Jay W. Junker

Traditional and Popular Music

Jay W. Junker Traditional and Popular Music University of Hawaii

Jay W. Junker teaches traditional and commercial music in the ethnomusicology program. Courses include Music in Modern America, which he inherited from his mentor and frequent collaborator, Ricardo D. Trimillos, and A History of Rock & Roll, which he developed for the department in 1991. Open to all majors, Junker’s courses examine music as creative expression, commercial enterprise and meaningful cultural event. They tend to focus on issues relating to cultural preservation, cultural exchange, artistic innovation and the effects of technology. Junker’s favorite positive student evaluation, so far, is: “Jay is perfect and has no flaws.” His favorite negative student evaluation, so far, is: “This class was way too hard. He even made us go to the library.”

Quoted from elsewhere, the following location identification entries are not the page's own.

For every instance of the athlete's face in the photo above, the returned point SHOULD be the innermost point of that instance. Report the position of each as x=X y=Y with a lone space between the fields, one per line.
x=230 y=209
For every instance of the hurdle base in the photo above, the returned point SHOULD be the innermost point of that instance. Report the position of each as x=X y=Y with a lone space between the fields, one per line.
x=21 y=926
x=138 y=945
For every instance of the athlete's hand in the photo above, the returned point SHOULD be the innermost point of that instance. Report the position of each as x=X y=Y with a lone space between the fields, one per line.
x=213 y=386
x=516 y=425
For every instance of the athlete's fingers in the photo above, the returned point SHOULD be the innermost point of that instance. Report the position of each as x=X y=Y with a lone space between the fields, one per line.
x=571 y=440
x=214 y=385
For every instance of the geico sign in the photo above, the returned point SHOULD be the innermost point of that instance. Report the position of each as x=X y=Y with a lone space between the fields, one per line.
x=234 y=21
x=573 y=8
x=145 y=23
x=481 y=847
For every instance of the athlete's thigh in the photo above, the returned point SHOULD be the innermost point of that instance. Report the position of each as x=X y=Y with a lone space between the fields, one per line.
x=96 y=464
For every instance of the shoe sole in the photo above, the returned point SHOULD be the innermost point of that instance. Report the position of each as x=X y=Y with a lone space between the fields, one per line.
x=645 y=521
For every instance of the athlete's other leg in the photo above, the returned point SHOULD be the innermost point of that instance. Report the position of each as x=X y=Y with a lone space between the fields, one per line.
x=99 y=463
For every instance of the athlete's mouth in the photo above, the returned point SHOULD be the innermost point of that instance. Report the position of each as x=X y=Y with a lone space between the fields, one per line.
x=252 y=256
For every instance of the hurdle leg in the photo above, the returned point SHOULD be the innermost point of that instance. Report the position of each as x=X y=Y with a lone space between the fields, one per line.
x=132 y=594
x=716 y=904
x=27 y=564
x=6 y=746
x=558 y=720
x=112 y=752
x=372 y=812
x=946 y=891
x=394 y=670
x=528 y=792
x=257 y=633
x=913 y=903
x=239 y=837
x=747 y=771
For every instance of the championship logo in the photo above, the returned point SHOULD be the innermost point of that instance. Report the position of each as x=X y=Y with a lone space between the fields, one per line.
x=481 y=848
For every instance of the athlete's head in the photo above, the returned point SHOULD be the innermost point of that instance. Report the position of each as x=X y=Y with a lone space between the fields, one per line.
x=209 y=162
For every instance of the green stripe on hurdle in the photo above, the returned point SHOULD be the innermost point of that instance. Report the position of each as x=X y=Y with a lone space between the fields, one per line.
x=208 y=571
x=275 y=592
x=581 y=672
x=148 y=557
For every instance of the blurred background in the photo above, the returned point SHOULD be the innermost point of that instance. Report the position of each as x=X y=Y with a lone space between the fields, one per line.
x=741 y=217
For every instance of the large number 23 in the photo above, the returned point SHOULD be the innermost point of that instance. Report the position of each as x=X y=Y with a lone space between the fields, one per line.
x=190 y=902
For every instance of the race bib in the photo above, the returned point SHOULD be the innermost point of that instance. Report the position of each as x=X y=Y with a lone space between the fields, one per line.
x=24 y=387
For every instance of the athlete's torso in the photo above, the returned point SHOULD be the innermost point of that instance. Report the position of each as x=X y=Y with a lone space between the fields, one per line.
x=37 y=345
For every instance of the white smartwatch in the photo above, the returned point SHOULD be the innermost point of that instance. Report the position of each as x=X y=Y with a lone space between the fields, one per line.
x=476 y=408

Outside the university, Junker enjoys documenting and promoting traditional musicians. He produces (with Stuart Yamane) a television series, Na Mele, for public television; organizes concerts for the Honolulu Academy of Arts; produces albums of traditional Hawaiian music for the Mountain Apple label; and sets up concert tours for local musicians to Europe. With pianist George Winston, Junker writes the extensive liner notes for the slack key masters series of albums on the Dancing Cat label. He has written and produced a number of video documentaries, including Ku`u Home: Hawaiian Songs of Home, and served as music consultant for numerous other productions. Radio programs he has created include Na Mele O Hawai`i (co-hosted with Haunani Apoliona), Pacific Visions (hosted by Keali`i Reichel); Musics of Hawai`i, and, for ten years, the Hawaiian Boogie series on Hawai`i Public Radio, which explored and celebrated links between blues, country, jazz, pop, gospel and related styles from around the globe.

Junker has contributed articles on a wide range of musical subjects to local, national and international publications, including Billboard, Musician and others. He has served as a consultant to the Smithsonian Institution, the Hawai`i State Foundation on Culture and the Arts, the BBC; Channel Four UK; NHK; National Public Radio; and others. Two of his favorite sayings, which he manages to work into lectures every semester, are “Music is never made in a vacuum” and “America’s music is more democratic than America’s people.”